Interview de Peter Peter à Rock in Evreux : angoisses et tourterelles.

Fort de la réception de son deuxième album, Une version améliorée de la tristesse, et du succès du troisième, Noir Eden, sorti début 2017, le Canadien Peter Peter sillonne les routes de France. Il nous parle de l’accueil de sa musique en France, et de choses plus personnelles.

 

C’était ta première fois à Rock in Evreux, d’autres premières fois bientôt ?

Oui première fois aux Francofolies de La Rochelle, à Rock en Seine, c’est déjà pas mal.

Tu viens de Montréal, tourner en France de manière générale c’est un peu une première fois aussi ?

Non parce que j’habite à Paris depuis 4 ans, mais c’est vrai il reste plein de villes en France que je n’ai pas faites.

Tu as joué à Matignon pour la Fête de la Musique, première fois aussi ? Et qui fait la programmation là-bas ?

Ni Edouard Philippe, ni Macron je pense. Bonne question ! Je ne sais pas pourquoi ils nous ont choisis, surtout pour la Fête de la Musique, je ne fais pas de la musique très festive, plutôt de la musique assez downer [en anglais « qui casse le moral »], assez dépressive ! Jouer dans un lieu comme ça c’est une belle première fois, un lieu institutionnel, surtout pour un Canadien, c’est étrange, je n’ai jamais fait ça au Canada pour le gouvernement. J’ai brièvement rencontré Edouard Philippe, je ne lui ai pas serré la pince mais on s’est regardés et il m’a reconnu [rires]. Ça s’est bien passé c’était cool. Les délégués qui nous accueillaient ne sont pas des gens habitués à travailler avec des artistes mais ça devait être aussi étrange pour eux que pour nous. Le plus étrange en fait c’est la haute sécurité, je ne suis pas habitué. Il y avait des snipers sur le toit quand on jouait !

Tu as la cote en ce moment dans les médias français, tu as fait une résidence à France Inter pour « Foule Sentimentale », ça représente quoi pour toi cette présence sur une radio francophone et une radio nationale qui plus est ?
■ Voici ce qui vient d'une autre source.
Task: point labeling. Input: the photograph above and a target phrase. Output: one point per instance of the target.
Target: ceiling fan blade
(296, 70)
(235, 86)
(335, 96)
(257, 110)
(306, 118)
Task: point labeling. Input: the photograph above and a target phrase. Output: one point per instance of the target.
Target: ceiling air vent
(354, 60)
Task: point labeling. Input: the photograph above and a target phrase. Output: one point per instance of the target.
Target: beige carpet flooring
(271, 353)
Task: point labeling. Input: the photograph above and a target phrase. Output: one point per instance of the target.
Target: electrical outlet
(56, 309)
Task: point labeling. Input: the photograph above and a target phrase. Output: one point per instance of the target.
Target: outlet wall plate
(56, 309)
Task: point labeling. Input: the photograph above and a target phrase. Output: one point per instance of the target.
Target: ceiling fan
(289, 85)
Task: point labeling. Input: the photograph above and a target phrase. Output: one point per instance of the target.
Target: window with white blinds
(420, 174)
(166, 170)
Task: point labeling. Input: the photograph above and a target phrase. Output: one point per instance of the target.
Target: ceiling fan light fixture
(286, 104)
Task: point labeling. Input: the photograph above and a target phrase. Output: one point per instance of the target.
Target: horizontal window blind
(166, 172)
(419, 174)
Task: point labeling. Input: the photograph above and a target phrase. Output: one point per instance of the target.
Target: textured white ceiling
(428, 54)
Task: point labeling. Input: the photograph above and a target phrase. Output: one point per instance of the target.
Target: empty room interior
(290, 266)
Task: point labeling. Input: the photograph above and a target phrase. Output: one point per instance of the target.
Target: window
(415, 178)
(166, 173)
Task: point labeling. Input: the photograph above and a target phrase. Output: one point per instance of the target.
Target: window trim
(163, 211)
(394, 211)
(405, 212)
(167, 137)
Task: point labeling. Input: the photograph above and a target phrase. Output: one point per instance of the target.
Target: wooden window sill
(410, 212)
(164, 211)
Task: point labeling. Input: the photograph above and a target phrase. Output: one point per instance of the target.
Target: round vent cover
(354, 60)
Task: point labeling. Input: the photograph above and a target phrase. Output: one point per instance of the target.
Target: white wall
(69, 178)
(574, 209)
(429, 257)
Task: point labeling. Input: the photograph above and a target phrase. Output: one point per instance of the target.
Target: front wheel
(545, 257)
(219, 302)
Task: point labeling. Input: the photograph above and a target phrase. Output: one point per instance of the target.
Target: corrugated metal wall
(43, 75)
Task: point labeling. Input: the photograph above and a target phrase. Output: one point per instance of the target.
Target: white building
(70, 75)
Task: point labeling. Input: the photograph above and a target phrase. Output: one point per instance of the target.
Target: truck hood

Les gens de France Inter ont toujours été accueillants. Les premières radios qui m’ont joué au Canada étaient nationales aussi. Par contre les premières radios commerciales c’était en France. Sinon France Inter ont été les premiers à jouer Une version améliorée de la tristesse [ndlr – morceau tiré du premier album homonyme de Peter Peter]. Au départ je venais en France pour quelques mois et finalement je suis resté, je me sens bien parisien maintenant. C’est étrange quand je vais à Montréal je reconnais mes racines mais je ne me reconnais plus dans Montréal. Je pense que la ville arrive avant le pays. Je suis très honoré qu’on passe mes chansons à la radio en France, ça ne se force pas, tu ne peux pas supplier les gens de jouer tes chansons.

Est-ce que c’est important pour toi de figurer dans les grands médias ?

Ça fait plaisir à mon équipe, mon label, mon tourneur, mon manager… ça donne un côté prospère au projet, mais la télé je ne le vis pas très bien, même si c’est une bonne nouvelle de carrière. C’est une très belle reconnaissance, mais ça me fait chier les caméras. Le Quotidien sur Canal + par contre c’était vraiment bien.

Premier album Une version améliorée de la tristesse, deuxième album Noir Eden, décrit comme un disque « angoissé », ça va toi sinon ?

Parfois ça va oui. Aujourd’hui ça va. Je suis quelqu’un d’assez angoissé franchement.

Quelle est ta plus grosse angoisse ?

La communication. Par exemple la peur que mes équipes et mes proches au Québec pensent que je crache dans la soupe, que je renie mes origines. Mais sinon j’ai du mal à identifier mes angoisses, c’est ça qui est fou avec l’anxiété, c’est complètement irrationnel !

Et ta plus grande satisfaction avec Noir Eden ?

De pouvoir me promener tout l’été, faire beaucoup de festivals, je n’ai jamais eu un été aussi occupé ! Et je suis content de sortir un peu de ma tête, parce que Noir Eden c’est ça, ça parle d’être coincé dans ma tête.

Ton oiseau préféré ?

La tourterelle à collier rieuse. Quand j’étais jeune j’ai eu un oiseau qui s’appelait Coui-coui, il a vécu jusqu’à 23 ans ! Quand je repense à mon enfance il y avait toujours le bruit « crou-crou » [bruits d’oiseau imités à la perfection] et elle riait. Pour moi c’était normal de grandir avec ça, mais je me rends compte que pour d’autres ça pouvait paraître étrange.